Jean Dion   24 janvier 2012  Football
Le 29 décembre 1982, Paul «Bear» Bryant, le mythique entraîneur-chef de l'équipe de football de l'Université de l'Alabama pendant un quart de siècle, annonçait sa retraite. À 69 ans, il se faisait vieux et ses joueurs, disait-il, méritaient un meilleur coach que lui. Qu'allez-vous faire maintenant? lui avait-on demandé au terme de son dernier match. «Probablement crever dans une semaine», avait-il répondu.

Ça n'avait pas duré tellement plus longtemps. Le 26 janvier 1983, Bryant succombait à un infarctus.

On raconte que Joe Paterno songeait souvent à cette triste histoire. Lui-même ne s'imaginait pas survivre à l'absence de football, raison pour laquelle il était toujours en poste en novembre dernier, aux commandes à Penn State depuis 1966, membre de l'équipe d'entraîneurs depuis 1950. À 85 ans, le mot «retraite» était exclu de son vocabulaire. Il était le seul maître à bord, légende littéralement statufiée de son vivant aux abords du stade de 106 000 places où il travaillait. 409 victoires en carrière, un record absolu.

Paterno était semble-t-il éternel. Plus grand que nature, mais habitant une petite maison, son nom dans le bottin téléphonique de State College, la petite ville universitaire en plein centre de la Pennsylvanie. Un homme, pour reprendre une belle expression, extraordinairement ordinaire. Et insaisissable.
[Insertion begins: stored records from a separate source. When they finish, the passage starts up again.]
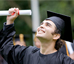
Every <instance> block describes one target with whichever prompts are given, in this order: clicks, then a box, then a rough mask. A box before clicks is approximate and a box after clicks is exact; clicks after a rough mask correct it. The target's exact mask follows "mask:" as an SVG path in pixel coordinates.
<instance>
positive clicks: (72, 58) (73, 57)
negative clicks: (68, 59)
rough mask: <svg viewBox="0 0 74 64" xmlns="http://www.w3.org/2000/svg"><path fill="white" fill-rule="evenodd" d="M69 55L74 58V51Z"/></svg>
mask: <svg viewBox="0 0 74 64" xmlns="http://www.w3.org/2000/svg"><path fill="white" fill-rule="evenodd" d="M69 57H70V58H71V59H73V60H74V52H73V53H72V54H70V55H69Z"/></svg>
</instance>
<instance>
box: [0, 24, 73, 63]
mask: <svg viewBox="0 0 74 64" xmlns="http://www.w3.org/2000/svg"><path fill="white" fill-rule="evenodd" d="M14 34H15V30H14V26H13V24H12V25H7V26H6V25H5V24H4V28H3V30H1V31H0V53H1V55H2V56H3V57H4V59H5V60H6V61H7V62H8V64H74V61H73V60H72V59H71V58H69V57H68V56H66V55H64V54H62V53H60V52H58V51H57V52H55V53H52V54H47V55H44V54H41V53H40V49H38V48H37V47H35V46H29V47H26V46H20V45H16V46H14V45H13V36H14Z"/></svg>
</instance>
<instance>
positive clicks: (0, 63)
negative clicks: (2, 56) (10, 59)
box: [0, 55, 8, 64]
mask: <svg viewBox="0 0 74 64" xmlns="http://www.w3.org/2000/svg"><path fill="white" fill-rule="evenodd" d="M0 64H8V63H7V62H6V61H5V59H4V58H3V57H2V56H1V55H0Z"/></svg>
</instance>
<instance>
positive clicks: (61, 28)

C'était jusqu'à ce que le ciel tombe sur sa tête et celle de quelques autres. Début novembre, un grand jury a rendu public un rapport d'enquête dévastateur contre Jerry Sandusky, qui fut pendant trois décennies l'un des principaux adjoints de Paterno. Quarante chefs d'accusation d'agression sexuelle sur plusieurs jeunes garçons sur une période de 15 ans. Sandusky, qui avait créé dans les années 1970 une fondation venant en aide aux jeunes en difficulté (présumément pour rencontrer ses victimes), nie tout.

En 2002, un autre assistant de Paterno aurait pris Sandusky en flagrant délit dans les douches de l'équipe. Il en a fait part à son patron, qui a lui-même informé ses supérieurs. Mais l'affaire en est restée là. Personne n'a poussé l'investigation plus loin. Personne n'a appelé la police.

Quelques jours après le rapport du grand jury, le vénérable JoePa a été limogé, et d'autres dirigeants de Penn State ont aussi été congédiés ou ont démissionné. Les zones d'ombre dans ce sinistre dossier demeurent nombreuses, genre qui a dit quoi à qui, et qui a fait quoi, et qui a compris quoi. Mais il s'agit du plus lourd scandale de l'histoire du sport universitaire aux États-Unis, et on en aura pour des mois sinon des années à en entendre parler. Détails scabreux à l'avenant.

Paterno a confié qu'il regrettait, avec le recul, de ne pas en avoir fait davantage. Son licenciement a créé une intense polémique: on ne déboulonne pas une icône comme ça, peu importe ses torts.

Quelques semaines après son renvoi, Joe Paterno a appris qu'il souffrait d'un cancer du poumon. Il est mort dimanche, mais c'est probablement moins la biologie qui a eu raison de lui que les événements. Pour des raisons fort différentes de celles de Bear Bryant, il n'aura pas survécu à l'absence de football.